He locates the shelf, the book, an empty table. He starts from the beginning: the Revolution and what followed are events he knows in minute detail, but this book's account of them will give him a good idea of its author's loyalties and biases.

He has no plans to stop before he has finished.
pro_patria_mortuus: (the people have not stirred)
Room 89 is precisely as Enjolras left it. There is no layer of dust. The water still streams forth from the taps, hot and cold. His second pair of boots sit in the corner, scuffs still at heel and toe. The newspaper he last requested from Bar -- March 12, 1833 -- lies on the desk. (A pointless habit, perhaps, this reading of the news he cannot affect, at the swiftest pace Bar will dole it out to him. He maintains it. Worse than a pointless habit would be to give it up in favor of nothing.) The walls are as sparse as ever, and as clean: the makeshift flag he died with hangs as the only decoration, bullet-pierced, liberally stained with dried blood. There is no stove, but somehow the room is warm. His bed is unmade.
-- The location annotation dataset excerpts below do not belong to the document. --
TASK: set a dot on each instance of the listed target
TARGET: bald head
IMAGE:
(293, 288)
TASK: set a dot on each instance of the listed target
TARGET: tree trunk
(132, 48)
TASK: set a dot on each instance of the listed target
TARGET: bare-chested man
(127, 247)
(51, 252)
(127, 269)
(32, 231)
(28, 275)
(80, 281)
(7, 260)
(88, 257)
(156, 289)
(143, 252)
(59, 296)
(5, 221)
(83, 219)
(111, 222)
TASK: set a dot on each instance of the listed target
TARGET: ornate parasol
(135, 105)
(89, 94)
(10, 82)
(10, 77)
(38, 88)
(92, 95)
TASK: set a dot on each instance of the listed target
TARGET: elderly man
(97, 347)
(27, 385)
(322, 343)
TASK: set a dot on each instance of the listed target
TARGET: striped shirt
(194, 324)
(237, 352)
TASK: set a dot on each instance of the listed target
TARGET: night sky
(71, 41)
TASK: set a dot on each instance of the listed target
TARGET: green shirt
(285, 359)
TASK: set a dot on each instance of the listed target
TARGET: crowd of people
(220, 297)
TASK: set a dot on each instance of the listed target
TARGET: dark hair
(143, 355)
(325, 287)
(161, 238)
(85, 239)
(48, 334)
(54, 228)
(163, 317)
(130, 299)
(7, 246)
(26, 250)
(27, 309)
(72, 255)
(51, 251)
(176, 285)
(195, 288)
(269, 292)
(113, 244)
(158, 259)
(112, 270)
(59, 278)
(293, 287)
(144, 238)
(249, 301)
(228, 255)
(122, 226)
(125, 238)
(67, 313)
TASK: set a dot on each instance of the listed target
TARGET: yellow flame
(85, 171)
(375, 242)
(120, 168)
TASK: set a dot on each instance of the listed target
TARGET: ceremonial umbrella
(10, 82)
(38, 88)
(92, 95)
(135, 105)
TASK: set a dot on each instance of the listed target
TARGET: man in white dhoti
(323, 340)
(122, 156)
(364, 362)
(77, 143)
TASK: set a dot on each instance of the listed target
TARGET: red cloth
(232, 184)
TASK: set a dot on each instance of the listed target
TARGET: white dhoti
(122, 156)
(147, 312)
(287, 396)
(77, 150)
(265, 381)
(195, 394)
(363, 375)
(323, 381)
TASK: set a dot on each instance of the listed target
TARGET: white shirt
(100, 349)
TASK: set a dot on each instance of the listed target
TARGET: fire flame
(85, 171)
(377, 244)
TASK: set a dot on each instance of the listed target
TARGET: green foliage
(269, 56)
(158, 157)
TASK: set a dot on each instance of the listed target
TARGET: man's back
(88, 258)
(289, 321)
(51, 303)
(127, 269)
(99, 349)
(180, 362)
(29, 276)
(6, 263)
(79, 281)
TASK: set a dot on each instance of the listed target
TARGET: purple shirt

The paper is yellowed. His pen is clogged with dry ink. A warm woolen overcoat and muffler have insinuated themselves onto a hook behind his door. The window shows a snowy landscape.

A few hours. Four months. The blink of an eye.
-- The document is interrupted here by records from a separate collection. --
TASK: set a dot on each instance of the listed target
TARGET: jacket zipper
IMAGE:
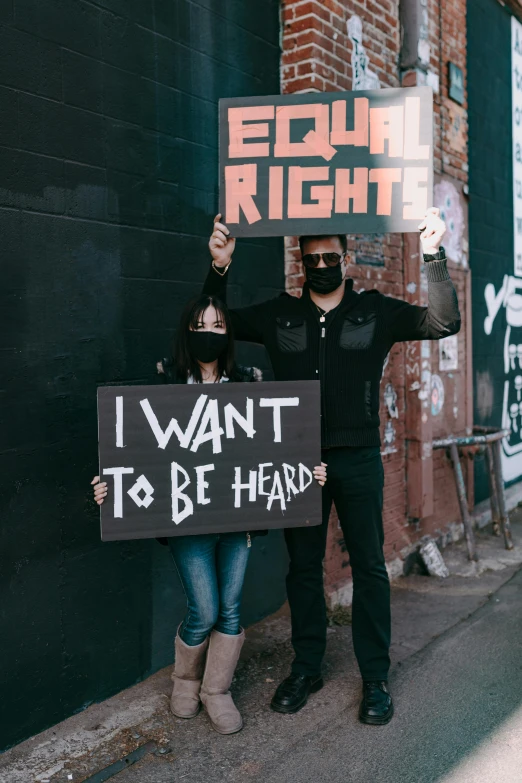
(322, 362)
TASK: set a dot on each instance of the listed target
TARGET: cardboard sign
(189, 459)
(326, 163)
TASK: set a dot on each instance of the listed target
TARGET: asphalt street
(458, 720)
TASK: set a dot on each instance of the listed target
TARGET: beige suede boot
(188, 671)
(222, 658)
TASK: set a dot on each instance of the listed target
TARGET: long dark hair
(186, 364)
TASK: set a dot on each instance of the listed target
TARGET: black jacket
(346, 353)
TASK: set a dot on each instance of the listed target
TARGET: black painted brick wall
(491, 201)
(108, 171)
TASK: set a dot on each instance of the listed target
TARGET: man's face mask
(326, 279)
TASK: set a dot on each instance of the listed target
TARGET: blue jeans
(212, 570)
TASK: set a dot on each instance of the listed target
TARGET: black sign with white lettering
(192, 459)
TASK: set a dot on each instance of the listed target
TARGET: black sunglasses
(311, 260)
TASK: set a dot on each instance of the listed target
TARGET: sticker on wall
(390, 400)
(456, 128)
(449, 353)
(447, 199)
(388, 437)
(437, 395)
(363, 77)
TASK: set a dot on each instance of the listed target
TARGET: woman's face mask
(206, 347)
(210, 339)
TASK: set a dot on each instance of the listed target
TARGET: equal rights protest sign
(325, 163)
(189, 459)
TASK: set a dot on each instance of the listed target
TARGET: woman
(211, 567)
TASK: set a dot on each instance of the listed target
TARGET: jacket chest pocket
(358, 331)
(291, 334)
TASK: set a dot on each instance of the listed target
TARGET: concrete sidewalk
(430, 618)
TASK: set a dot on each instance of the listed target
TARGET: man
(341, 338)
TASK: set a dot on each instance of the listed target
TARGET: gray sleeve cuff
(436, 271)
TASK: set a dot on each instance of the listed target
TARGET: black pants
(355, 484)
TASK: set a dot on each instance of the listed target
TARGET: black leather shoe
(293, 692)
(377, 706)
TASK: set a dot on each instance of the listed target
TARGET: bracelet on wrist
(439, 256)
(221, 272)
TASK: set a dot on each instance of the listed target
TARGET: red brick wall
(317, 57)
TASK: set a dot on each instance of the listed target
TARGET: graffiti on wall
(363, 78)
(449, 353)
(509, 300)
What is time, after all, to the dead?

Enjolras sinks onto his bed. He rests his elbows on his knees, and closes his eyes. His hands dangle limp. They are useless here. He is useless here. There is no use to put himself to.

"Combeferre," he whispers to the empty, silent room.

Combeferre. Courfeyrac. Feuilly. Joly, Lesgles -- Bahorel -- Prouvaire --

Only silence answers him.

If he wished to delude himself, he could pretend that one of them is in the other room. That they will answer him, any moment; that any moment a warm hand might fall upon his shoulder, an arm slip round his back or tuck itself through his, an affectionate voice speak to him.

He is not that far gone. He will not wallow in pretense.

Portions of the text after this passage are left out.